Two Escalon High School class rings lost. Two found. Two reunited with owners.
The path that the pair of rings took – one was simply lost, one was stolen – came full circle on Saturday at the Escalon Historical Society Museum on Main Street, as the second ring was returned to its grateful owner.
A strange twisting, turning tale, Escalon High School teacher and coach Roger Beeman had lost his Class of ’76 ring shortly after receiving the prized piece of hardware during his high school days. Last fall, after nearly 40 years, his ring was found.
“It was found on a service road, somewhere in Merced County, it was found almost 40 years from when I lost it,” Beeman said.
That got him thinking about another Escalon class ring, one that had been given to him at a track meet a few years ago by friends in Hughson.

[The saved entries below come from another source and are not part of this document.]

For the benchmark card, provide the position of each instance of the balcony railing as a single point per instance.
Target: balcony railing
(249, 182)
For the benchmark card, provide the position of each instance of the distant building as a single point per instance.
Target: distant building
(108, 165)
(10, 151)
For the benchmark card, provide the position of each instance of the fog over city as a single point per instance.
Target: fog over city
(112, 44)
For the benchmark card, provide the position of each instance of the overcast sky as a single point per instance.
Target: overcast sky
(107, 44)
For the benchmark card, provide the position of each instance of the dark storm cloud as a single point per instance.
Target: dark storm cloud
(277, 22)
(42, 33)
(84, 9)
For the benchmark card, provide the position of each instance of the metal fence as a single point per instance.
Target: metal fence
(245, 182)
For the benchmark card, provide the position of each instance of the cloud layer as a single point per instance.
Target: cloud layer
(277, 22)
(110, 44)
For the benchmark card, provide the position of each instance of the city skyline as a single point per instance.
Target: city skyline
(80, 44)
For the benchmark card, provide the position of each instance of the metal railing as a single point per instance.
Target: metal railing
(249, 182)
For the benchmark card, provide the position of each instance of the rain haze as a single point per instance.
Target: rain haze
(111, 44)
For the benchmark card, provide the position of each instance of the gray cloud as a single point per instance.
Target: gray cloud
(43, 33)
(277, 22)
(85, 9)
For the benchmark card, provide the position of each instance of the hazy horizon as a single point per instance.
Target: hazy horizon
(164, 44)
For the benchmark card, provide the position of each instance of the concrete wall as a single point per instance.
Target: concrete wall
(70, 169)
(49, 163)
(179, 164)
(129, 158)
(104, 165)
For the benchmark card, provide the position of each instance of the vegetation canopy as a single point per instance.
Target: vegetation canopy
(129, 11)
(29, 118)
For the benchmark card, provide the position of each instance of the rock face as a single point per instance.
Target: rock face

“He works for MID and found it along one of the canal banks in the Waterford or Hughson area, he saw it as an Escalon ring and gave it to me,” Beeman said of his friend passing along the Class of ’68 EHS ring to him.
Beeman said he asked around about the ring after it was given to him, did some checking at the high school, even passed it on to the Journalism class in hopes they could dig up information about the owner.
Leads dried up, though, so Beeman tossed the ring into a kitchen drawer.
Until he got his own ring back. That started him, again, wanting to find the rightful owner of the one in his possession.
He took it to the Historical Society and from there, society members got busy.
David Marino said he used the initials – which he perceived as ‘C.C.’ (a middle initial appeared to be a ‘J’ or ‘I’ – and dug out the high school yearbook for that era.
“The only ‘C.C.’ I found was Carolynn Curci,” Marino explained.
Using the Internet, he was able to discover she was not too far away – Waterford, to be exact – and he was able to track down a phone number, call her and report that her EHS Class of ‘68 ring was safe and sound.
“It was stolen,” Carolynn I. (Curci) Troedson said when reunited with the ring on Saturday morning. “September 30, 2001, we were in church, we live on a corner lot in Waterford and they cleaned us out, they got my husband’s guns, they got vehicles, my jewelry.”
Some of the items were eventually found and returned following the burglary, but the ring never did turn up.
Until it was found on a canal bank.
Still living in Waterford, Carolynn was excited to get the ring back and eager to hear Beeman’s story about his own ‘ring reunion.’